Chop Shop
Ramin Bahrani's debut film, Man Push Cart, won accolades despite a very brief stint in urban arthouses, his sophomore project Chop Shop seems poised to garner even more. Set in Queens in the shadow of Shea Stadium, the film like its predecessor, focuses on one urban character on the outskirts of American society.
But this time, instead of an aging immigrant, Bahrani's protagonist is a prepubescent boy, Alejandro (Alejandro Polanco). Alejandro has no parents (or at least they're never mentioned), nor is school a possibility, for he works every day in the Iron Triangle, a sprawling industrial and automotive neighborhood just off of Shea's right field, trying to forge a life for himself and his sister Isamar.
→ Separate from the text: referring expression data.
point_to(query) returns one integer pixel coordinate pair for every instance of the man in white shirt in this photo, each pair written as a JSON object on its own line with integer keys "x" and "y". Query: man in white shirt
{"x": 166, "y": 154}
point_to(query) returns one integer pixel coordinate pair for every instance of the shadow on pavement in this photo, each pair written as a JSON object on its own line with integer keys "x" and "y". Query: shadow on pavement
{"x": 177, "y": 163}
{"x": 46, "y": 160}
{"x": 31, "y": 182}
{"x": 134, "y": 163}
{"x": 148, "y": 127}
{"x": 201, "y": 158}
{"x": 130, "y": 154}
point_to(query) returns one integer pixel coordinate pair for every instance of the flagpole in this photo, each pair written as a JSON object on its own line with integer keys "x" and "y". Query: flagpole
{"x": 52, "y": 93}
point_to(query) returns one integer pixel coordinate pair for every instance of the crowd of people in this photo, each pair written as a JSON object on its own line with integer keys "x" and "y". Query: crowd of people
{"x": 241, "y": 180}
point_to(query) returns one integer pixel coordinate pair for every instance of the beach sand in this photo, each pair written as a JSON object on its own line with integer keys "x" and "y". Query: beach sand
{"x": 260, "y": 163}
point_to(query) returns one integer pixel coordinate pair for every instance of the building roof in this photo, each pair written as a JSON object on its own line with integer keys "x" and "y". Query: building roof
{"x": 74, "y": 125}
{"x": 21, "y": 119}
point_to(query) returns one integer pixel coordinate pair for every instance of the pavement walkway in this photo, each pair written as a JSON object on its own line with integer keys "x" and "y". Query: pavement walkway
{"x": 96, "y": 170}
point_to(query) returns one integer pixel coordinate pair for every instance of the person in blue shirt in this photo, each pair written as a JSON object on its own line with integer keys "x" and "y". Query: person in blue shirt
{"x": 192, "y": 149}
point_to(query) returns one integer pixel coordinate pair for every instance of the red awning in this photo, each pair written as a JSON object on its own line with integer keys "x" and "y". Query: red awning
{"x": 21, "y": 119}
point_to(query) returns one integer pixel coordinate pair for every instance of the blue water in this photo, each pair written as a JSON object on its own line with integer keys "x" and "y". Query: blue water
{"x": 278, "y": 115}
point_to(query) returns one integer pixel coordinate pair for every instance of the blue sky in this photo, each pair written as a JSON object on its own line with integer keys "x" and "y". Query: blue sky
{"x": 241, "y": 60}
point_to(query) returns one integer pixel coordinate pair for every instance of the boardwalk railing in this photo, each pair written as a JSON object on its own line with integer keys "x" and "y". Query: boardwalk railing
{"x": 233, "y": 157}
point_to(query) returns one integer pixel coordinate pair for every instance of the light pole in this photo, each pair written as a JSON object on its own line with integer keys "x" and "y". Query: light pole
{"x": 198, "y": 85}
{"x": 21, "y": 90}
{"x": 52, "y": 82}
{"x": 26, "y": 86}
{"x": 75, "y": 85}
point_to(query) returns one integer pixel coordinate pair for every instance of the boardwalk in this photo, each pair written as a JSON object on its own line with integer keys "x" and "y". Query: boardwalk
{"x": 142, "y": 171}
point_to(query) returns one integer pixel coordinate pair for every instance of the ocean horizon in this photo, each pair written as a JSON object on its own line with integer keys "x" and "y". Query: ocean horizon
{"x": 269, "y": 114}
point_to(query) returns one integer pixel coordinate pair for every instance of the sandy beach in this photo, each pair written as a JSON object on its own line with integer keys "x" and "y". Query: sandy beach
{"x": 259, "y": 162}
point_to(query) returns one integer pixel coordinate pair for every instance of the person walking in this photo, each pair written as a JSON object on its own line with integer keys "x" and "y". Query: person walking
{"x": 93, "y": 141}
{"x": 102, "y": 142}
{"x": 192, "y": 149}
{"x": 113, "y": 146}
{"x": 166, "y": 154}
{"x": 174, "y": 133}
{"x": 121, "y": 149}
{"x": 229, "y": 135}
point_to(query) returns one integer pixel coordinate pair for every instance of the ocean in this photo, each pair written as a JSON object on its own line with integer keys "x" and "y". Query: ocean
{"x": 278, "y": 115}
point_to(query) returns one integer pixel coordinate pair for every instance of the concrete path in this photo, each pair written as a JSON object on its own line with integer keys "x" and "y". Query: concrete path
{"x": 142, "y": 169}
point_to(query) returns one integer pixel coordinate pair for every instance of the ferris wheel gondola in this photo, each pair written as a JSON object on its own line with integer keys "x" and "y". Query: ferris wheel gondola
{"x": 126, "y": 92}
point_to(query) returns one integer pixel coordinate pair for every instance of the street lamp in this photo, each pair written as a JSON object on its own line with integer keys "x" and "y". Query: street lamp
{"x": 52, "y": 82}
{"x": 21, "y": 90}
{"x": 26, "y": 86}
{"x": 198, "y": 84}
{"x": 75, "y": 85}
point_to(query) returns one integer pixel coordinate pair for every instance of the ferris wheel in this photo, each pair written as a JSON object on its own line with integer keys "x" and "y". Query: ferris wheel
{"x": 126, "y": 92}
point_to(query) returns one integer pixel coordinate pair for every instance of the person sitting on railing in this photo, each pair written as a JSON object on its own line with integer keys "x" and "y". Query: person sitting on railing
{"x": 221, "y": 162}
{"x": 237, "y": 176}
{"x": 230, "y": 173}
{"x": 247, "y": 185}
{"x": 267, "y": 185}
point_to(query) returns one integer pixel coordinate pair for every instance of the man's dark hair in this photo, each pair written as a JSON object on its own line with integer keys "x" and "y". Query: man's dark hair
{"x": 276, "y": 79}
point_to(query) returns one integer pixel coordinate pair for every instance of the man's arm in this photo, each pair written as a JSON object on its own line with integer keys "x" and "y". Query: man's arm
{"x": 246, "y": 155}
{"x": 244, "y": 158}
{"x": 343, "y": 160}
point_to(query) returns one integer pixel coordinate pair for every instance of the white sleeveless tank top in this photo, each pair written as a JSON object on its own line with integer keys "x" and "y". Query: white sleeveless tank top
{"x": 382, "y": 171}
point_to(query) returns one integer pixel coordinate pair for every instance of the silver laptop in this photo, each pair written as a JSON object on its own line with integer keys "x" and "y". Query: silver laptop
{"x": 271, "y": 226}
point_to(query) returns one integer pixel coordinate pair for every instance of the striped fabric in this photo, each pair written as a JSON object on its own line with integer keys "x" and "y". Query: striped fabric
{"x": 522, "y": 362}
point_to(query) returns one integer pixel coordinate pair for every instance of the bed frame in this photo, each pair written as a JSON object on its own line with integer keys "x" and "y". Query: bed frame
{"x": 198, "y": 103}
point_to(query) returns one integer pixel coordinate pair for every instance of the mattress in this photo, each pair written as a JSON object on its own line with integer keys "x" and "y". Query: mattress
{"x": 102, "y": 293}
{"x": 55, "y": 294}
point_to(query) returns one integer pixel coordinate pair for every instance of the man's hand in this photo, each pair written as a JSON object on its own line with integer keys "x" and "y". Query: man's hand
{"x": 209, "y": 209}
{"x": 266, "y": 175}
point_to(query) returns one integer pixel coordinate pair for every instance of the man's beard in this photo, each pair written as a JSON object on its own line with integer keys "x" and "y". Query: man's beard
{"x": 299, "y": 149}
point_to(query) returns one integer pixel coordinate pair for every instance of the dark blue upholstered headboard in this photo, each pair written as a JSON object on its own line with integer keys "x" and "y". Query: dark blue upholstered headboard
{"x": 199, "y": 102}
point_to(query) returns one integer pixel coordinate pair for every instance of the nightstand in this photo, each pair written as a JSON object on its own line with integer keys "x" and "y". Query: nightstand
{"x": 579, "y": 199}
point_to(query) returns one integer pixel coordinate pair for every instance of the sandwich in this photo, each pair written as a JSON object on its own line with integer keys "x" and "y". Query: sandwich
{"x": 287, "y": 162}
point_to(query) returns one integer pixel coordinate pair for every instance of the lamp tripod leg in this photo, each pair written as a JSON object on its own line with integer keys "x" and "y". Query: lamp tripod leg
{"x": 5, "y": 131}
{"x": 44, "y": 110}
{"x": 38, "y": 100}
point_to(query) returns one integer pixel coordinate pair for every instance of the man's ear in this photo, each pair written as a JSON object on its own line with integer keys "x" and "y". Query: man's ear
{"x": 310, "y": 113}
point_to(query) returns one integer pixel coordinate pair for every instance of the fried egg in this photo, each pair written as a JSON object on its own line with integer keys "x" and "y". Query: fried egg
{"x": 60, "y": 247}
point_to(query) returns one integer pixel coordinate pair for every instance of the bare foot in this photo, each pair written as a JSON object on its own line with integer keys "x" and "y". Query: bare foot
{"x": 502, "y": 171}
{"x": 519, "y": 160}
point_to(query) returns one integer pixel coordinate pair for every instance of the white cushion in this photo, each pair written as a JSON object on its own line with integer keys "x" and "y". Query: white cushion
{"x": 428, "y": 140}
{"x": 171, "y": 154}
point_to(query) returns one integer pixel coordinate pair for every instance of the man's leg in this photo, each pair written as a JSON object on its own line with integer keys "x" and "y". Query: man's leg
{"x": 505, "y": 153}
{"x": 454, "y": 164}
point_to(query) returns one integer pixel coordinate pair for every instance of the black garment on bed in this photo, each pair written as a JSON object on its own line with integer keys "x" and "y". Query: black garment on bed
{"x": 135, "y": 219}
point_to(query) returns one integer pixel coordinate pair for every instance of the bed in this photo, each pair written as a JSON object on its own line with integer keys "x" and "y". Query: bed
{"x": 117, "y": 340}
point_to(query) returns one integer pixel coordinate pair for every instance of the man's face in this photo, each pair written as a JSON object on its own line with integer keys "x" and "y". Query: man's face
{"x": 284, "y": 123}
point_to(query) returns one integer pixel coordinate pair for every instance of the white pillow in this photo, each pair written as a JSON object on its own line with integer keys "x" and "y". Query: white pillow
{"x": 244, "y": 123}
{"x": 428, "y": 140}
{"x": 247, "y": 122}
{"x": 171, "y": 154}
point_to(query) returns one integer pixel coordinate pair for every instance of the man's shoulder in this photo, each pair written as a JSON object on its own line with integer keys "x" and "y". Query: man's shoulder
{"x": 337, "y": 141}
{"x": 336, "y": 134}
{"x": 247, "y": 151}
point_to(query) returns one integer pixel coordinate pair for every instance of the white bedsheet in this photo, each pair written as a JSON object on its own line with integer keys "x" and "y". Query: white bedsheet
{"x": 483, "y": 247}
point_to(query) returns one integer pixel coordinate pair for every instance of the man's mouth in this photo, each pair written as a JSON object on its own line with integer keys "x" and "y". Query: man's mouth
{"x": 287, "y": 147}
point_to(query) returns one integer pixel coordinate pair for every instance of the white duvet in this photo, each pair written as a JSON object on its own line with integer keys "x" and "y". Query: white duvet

The story arc to Bahrani's film is minimal, and the bosses and other men around the chop shop remain largely two-dimensional. Yet the film is still powerful as a result of its relentless focus on the rhythms of Ale's daily life. The thin-but-scrappy boy has a sweetly innocent face but will hustle anyone to make a buck; not only does he work at the chop shop, he also sells DVDs, candy on the subway, and any other odd job that comes his way.
Once Isamar moves into his tiny bedroom above the chop shop (why she wasn't with her brother earlier in the film is never clear), Ale becomes even more obsessed with entrepreneurial pursuits. In a plan that seems both childish and realistic, he hopes to buy a beat-up van from which he and his sister can sell food to the men in the Iron Triangle. He secures a job for Isamar at a similar van while he stashes away money in a tin can. But plans unravel fast for the siblings as money is lost and deals are broken, and Ale suffers as he learns firsthand how his sister was making her extra cash.
At a first glance of its synopsis, there's no reason to believe that the film should be anything but ugly. The location is ugly, the actions of the people can be frightening, and it would be easy to pity Alejandro and Isamar. But because they have no pity for themselves -- perhaps because they're forced to live their lives in the very present-tense - what bubbles up is less pathos and more admiration. Their lives are real with the lyricism of family love, and the metaphorical last shot of the film suggests that beauty can exist here on the edge of life, too.